By: Kenny G. – November – 2014 (Adapted Version)
Let’s say you’re getting together with other managers and employees to develop your organization’s or unit’s strategy. No matter how much discussion and enthusiasm you bring to the task, you’re likely to emerge with a list that looks like this:
- Superior operational outcomes through efficient work practices
- Becoming competitive in an existing market
- Increasing product sales to take market leadership
- Expanding into other regions
- Optimizing ROI
- Developing a service delivery model that incorporates tactical projects
When you’re done, you might scratch your head and reflect: I think this looks OK. It doesn’t. It contains what might be called goals, objectives, actions, and vague statements of intent — but alas, no strategies.
So how do you really create strategy, rather than end up with a hodgepodge list like this? By following these steps:
Identify which stakeholders you depend on for success. It might seem obvious that you’d need to start here. But most managers, even at the world’s largest companies, don’t take this basic step. Instead, they focus on a narrow set of key performance indicators and wade right into developing solutions that feed those metrics, burrowing deeper and deeper into the details. Very quickly they lose their “helicopter view” and get stuck in fix-it mode. Suggestions come one after another: Engage sales outlets. Devise an advertising program. Attract, retain, and develop capable people.

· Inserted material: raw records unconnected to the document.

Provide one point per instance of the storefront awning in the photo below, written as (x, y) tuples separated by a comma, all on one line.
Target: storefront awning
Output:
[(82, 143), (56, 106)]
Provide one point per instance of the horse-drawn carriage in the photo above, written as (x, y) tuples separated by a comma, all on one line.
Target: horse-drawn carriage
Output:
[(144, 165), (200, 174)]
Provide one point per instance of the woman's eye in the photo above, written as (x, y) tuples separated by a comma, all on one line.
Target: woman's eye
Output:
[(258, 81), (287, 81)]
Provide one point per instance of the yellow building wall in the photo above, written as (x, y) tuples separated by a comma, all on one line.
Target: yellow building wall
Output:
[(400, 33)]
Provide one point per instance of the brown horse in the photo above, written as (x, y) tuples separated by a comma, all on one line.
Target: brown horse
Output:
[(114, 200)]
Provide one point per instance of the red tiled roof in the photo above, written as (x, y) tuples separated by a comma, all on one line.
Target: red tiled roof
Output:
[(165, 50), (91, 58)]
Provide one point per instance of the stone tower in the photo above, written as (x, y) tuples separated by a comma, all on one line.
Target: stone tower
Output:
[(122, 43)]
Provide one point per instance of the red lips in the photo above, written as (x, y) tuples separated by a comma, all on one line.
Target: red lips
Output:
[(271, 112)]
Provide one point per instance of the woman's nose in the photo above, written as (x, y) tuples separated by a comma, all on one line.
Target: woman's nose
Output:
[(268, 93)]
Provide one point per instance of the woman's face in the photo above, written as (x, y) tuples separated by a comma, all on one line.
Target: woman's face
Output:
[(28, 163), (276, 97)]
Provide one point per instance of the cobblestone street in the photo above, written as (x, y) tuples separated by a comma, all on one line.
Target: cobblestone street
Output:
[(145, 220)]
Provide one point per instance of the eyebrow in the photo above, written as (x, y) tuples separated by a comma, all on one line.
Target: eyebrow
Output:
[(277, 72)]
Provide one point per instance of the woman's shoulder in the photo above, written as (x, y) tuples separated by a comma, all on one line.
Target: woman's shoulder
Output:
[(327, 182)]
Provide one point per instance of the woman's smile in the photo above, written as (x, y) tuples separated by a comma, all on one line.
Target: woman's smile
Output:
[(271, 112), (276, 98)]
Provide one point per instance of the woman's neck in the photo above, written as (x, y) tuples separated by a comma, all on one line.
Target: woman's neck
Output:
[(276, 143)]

Recognize what you want from your stakeholders. Because most management teams don’t identify key stakeholders, they don’t even get to this point. And those that do often launch right into what they need to do for customers, for employees, and so on, without thinking first about what they want from them.
Although objectives and clear targets aren’t a substitute for strategy, you do need to design them, stakeholder group by stakeholder group, before you can develop a smart strategy for each group. Otherwise, any old strategy will do. Unfortunately, strategies are often created in a vacuum. They won’t be meaningful if you haven’t decided what you want them to achieve.
Recognize what your stakeholders want from you. When management teams delve too quickly into problem-solving, they make assumptions. They think they already know what’s good for their stakeholders. As a result, their companies end up with products and services that don’t sell.
When you articulate what key stakeholders want, you’re defining what I call “strategic factors.” (They’re not the same as “critical success factors” — a term you might already use. Those are generated by your management team, whereas strategic factors come from your stakeholders.) Strategic factors bring an external perspective. They are those few things that you must excel at if you are to achieve a competitive advantage and, simultaneously, meet your corporate objectives.